Gran expectación la que concitó en el Yurakucho Asahi Hall, sede principal del Tokyo Filmex International Film Festival, la proyección de Office (Hua li shang ban zu), el último trabajo en la realización de Johnnie To. Con la sala –que no es precisamente pequeña– abarrotada, Sylvia Chang comentó algunos aspectos de la producción y respondió a las preguntas de los asistentes, que acabábamos de presenciar los entresijos y relaciones personales en las cúpulas de poder de los grandes conglomerados industriales y financieros convertidos en rotundo espectáculo musical.
La puesta en escena de Office recrea en estudio una indefinida gran urbe, cuyos espacios se conforman en una estructura diáfana de vidrio, metal y luces de neón. Sólo los ascensores, que adquieren un uso alegórico en la narración, se configuran como espacios reservados a la privacidad, al ser los únicos cubículos que impiden ver a través. Este despliegue establece una estética de líneas –verticales, diagonales, horizontales, rectas, curvas,… –, en las que los personajes se nos aparecen como animales enjaulados en un particular parque zoológico. Sus vidas, sus éxitos y miserias, expuestos a la mirada del espectador, claro, pero también al escrutinio receloso, insano las más veces, de sus pares.
Estas estructuras de líneas contribuyen, además, a reforzar la vertiginosa sugerencia de actividad frenética que establece una cámara inquieta, que apenas registra tomas estáticas más que, por supuesto, en los ascensores. El más leve desplazamiento o reencuadre ve multiplicado su dinamismo por la sucesión de líneas que aparecen y desaparecen de la pantalla, multiplicando la impresión de velocidad. Una sensación de urgencia continua que no queda precisamente matizada por la presencia constante de relojes. Relojes discretamente colocados en las muñecas de los personajes, en sus mesas de trabajo o en sus espacios (no tan) privados. Relojes también de presencia aplastante, de tamaños desorbitados hasta monopolizar la escena, con sus mecanismos a la vista para permitir apreciar su movimiento perpetuo, incesante, apremiante. Desmesurados relojes que amenazan rotando sobre sí mismos, que obligan a establecer una coreografía de cuerpos a su alrededor, que impiden el más mínimo sosiego y constituyen un recordatorio continuo de que el tiempo no solo pasa, sino que se agota.

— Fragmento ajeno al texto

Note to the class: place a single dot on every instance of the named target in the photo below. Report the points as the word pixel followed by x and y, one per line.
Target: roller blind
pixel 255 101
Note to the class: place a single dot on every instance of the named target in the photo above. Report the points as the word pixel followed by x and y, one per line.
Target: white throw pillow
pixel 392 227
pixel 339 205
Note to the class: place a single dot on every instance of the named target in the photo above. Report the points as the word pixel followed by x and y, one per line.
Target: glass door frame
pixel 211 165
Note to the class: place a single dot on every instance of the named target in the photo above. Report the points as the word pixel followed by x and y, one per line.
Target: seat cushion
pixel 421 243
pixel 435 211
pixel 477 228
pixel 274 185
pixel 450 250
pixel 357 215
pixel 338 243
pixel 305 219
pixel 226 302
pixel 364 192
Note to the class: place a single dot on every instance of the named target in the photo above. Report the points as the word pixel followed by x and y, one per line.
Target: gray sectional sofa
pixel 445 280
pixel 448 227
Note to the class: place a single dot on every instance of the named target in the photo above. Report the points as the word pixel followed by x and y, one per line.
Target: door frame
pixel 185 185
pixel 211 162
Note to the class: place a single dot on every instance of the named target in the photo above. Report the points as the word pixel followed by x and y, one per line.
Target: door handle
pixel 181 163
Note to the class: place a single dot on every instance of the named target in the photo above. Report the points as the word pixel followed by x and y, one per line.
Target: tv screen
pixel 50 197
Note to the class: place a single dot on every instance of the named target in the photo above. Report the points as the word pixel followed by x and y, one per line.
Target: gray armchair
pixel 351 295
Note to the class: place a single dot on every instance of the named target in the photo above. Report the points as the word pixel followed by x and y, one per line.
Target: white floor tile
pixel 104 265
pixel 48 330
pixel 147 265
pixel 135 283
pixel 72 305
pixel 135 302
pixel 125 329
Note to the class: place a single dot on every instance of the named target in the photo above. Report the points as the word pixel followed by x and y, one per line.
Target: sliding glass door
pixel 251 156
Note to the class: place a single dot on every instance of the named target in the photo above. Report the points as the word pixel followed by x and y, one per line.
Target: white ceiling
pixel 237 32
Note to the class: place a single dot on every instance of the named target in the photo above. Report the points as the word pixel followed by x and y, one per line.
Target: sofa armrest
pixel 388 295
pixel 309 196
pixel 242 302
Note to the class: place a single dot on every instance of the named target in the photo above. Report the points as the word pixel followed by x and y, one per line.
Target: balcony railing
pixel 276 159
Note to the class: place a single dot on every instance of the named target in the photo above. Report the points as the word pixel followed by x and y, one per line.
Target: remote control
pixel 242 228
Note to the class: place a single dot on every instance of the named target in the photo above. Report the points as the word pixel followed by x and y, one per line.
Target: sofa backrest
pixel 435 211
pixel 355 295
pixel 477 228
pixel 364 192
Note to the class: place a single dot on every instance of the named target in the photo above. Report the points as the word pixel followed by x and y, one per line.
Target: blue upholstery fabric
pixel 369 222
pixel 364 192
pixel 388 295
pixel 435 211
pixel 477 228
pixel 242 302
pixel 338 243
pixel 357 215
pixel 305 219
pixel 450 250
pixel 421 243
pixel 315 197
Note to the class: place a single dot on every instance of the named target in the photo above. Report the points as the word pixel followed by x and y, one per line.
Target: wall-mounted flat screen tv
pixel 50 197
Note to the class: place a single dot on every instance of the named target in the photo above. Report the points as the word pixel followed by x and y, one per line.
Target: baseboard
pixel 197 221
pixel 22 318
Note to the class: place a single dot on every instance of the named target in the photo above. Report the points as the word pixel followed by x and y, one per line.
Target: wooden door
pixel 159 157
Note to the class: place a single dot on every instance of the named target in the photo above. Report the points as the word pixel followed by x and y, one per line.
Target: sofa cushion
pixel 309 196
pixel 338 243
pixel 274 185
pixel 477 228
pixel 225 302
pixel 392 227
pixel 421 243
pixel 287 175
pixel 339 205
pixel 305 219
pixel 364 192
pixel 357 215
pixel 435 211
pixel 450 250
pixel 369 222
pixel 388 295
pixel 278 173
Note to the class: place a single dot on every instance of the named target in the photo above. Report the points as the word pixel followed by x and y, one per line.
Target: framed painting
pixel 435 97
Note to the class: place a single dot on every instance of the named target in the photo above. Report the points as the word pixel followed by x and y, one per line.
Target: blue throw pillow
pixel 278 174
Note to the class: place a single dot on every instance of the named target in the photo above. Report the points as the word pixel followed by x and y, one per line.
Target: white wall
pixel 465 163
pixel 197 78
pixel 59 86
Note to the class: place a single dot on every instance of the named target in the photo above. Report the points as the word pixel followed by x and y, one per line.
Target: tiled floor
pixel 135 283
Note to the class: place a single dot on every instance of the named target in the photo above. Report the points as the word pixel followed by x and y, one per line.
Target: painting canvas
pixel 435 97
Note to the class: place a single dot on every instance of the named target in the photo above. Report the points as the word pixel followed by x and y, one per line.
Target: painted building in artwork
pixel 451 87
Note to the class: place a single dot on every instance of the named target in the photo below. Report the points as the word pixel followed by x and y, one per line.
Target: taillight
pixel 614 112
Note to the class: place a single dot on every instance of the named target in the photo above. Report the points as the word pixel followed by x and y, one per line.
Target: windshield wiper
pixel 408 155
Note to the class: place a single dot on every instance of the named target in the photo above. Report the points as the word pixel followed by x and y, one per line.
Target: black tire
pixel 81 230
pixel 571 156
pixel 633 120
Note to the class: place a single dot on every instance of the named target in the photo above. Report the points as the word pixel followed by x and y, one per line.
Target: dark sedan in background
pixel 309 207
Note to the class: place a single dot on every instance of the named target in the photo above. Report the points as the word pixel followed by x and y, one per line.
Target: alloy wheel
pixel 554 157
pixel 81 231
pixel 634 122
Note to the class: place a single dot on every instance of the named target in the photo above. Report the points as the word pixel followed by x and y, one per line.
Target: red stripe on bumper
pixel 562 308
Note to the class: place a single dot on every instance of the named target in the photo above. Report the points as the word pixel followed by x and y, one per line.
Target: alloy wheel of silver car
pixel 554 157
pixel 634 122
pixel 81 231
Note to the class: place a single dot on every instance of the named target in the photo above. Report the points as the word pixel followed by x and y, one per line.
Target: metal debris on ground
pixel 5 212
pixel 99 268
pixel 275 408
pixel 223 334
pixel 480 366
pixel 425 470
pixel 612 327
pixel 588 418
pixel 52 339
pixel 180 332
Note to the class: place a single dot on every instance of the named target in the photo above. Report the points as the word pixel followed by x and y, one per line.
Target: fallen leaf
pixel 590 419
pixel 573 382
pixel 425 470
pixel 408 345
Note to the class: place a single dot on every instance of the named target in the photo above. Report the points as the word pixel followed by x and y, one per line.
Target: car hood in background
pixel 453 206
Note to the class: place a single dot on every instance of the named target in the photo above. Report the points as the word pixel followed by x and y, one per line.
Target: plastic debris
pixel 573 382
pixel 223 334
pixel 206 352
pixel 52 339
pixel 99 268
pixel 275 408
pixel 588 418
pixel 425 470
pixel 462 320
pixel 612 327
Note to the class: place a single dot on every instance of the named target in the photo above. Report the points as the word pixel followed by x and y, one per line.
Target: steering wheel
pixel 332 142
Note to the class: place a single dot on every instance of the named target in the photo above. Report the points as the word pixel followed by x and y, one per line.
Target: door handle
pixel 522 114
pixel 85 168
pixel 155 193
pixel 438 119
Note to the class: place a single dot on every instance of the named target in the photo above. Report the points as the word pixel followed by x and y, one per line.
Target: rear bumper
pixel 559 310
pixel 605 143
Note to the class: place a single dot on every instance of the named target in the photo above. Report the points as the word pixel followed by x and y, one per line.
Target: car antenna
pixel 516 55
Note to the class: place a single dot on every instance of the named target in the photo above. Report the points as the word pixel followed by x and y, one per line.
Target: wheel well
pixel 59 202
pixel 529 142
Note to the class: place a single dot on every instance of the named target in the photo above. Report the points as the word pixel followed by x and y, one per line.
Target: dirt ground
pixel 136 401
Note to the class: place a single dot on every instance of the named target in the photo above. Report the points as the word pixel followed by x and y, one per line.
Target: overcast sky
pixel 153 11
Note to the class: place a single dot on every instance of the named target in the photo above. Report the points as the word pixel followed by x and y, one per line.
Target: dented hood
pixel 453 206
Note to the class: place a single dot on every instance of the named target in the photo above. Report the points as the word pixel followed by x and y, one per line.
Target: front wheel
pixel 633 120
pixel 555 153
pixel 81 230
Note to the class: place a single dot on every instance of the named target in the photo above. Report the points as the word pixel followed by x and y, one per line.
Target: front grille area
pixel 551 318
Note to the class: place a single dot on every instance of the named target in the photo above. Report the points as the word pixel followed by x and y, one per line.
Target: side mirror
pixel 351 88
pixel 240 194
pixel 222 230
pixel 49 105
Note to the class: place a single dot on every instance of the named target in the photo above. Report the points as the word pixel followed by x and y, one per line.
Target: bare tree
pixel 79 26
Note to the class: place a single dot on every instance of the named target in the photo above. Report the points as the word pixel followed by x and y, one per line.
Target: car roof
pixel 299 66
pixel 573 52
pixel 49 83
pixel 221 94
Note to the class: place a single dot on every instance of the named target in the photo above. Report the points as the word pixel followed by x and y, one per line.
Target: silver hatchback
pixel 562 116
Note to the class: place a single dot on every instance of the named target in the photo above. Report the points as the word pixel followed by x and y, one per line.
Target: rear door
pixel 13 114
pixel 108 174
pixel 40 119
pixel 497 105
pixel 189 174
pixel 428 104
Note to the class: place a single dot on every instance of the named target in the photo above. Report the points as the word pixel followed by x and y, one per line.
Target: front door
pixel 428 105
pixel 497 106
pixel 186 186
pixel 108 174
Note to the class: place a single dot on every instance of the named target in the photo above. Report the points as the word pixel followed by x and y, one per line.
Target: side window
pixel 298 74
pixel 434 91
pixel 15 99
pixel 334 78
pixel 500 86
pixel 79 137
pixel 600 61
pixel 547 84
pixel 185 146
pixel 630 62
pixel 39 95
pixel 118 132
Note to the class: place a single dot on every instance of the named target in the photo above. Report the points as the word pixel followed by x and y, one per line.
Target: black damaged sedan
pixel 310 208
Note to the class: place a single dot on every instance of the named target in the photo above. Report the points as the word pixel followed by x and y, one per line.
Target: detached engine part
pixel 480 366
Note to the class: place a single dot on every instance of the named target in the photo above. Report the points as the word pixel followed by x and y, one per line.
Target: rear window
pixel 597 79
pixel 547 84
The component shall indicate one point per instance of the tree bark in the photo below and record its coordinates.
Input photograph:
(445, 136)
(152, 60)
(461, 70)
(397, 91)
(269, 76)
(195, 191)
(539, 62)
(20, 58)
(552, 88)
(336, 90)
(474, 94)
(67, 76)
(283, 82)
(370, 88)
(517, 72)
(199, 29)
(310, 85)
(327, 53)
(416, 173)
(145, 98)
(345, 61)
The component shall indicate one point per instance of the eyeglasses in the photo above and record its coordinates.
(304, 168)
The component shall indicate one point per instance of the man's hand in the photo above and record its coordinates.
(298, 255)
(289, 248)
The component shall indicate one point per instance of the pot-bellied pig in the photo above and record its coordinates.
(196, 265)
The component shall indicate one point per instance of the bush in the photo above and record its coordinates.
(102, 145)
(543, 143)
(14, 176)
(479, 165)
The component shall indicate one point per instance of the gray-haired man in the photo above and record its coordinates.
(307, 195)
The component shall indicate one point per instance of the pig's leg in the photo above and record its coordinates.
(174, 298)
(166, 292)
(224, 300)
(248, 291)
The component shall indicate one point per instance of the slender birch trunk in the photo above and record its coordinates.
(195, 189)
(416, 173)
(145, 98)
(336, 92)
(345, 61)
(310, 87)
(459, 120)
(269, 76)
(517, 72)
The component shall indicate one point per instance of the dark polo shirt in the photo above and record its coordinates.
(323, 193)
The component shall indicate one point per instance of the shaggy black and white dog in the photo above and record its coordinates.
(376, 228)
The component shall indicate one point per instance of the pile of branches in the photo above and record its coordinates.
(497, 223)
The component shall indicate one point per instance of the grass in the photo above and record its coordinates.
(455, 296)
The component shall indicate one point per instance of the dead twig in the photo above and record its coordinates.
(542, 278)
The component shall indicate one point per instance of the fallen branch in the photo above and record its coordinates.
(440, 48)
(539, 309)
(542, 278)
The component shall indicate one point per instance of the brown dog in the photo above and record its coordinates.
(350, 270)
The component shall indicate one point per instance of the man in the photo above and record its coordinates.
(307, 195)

Una muestra de la maestría de Johnnie To, que a partir de elementos mínimos establece un portentoso despliegue y configura imágenes de gran rotundidad visual. Imágenes que, además, no son un mero vehículo hueco para su lucimiento, sino que se ponen brillantemente al servicio de la narración.
En su aparición final, Sylvia Chang desgranó su papel como escritora del guion; su elección de To como persona ideal para convertir su idea en imágenes; su colaboración para levantar el proyecto, para establecer un concepto estético, decidir el reparto –extraordinaria ella en su interpretación del personaje que, a la postre, genera todo el sentido del relato, como esplendidos también Wang Ziyi en el papel protagonista y una destacada Wei Tang, alcanzando todos los matices de la desesperación sin el recurso fácil de la sobreactuación– y elegir un equipo de coreografía; su papel como productora, con astuto dominio de los resortes industriales y políticos de los tres ámbitos cinematográficos de cultura sínica que le permitieron llevarse a Hong Kong recursos materiales y humanos de Taiwan y de los territorios continentales.
Con un discurso que evidencia su dominio del cine y sus resortes, Chang vino a recordarnos que, a menudo, el concepto de autoría concentrado en un solo nombre de referencia nos lleva a perder de vista que esto del cine no es un trabajo individual. A diferencia de otras artes, sin la conjunción de un talento colectivo no es posible concebir una obra fílmica de relevancia.
No cabe duda de que son muchos los talentos que se han conjugado en esta producción, los que han trabajado al unísono para hacer de Office una obra de las que permanecen en la retina del espectador.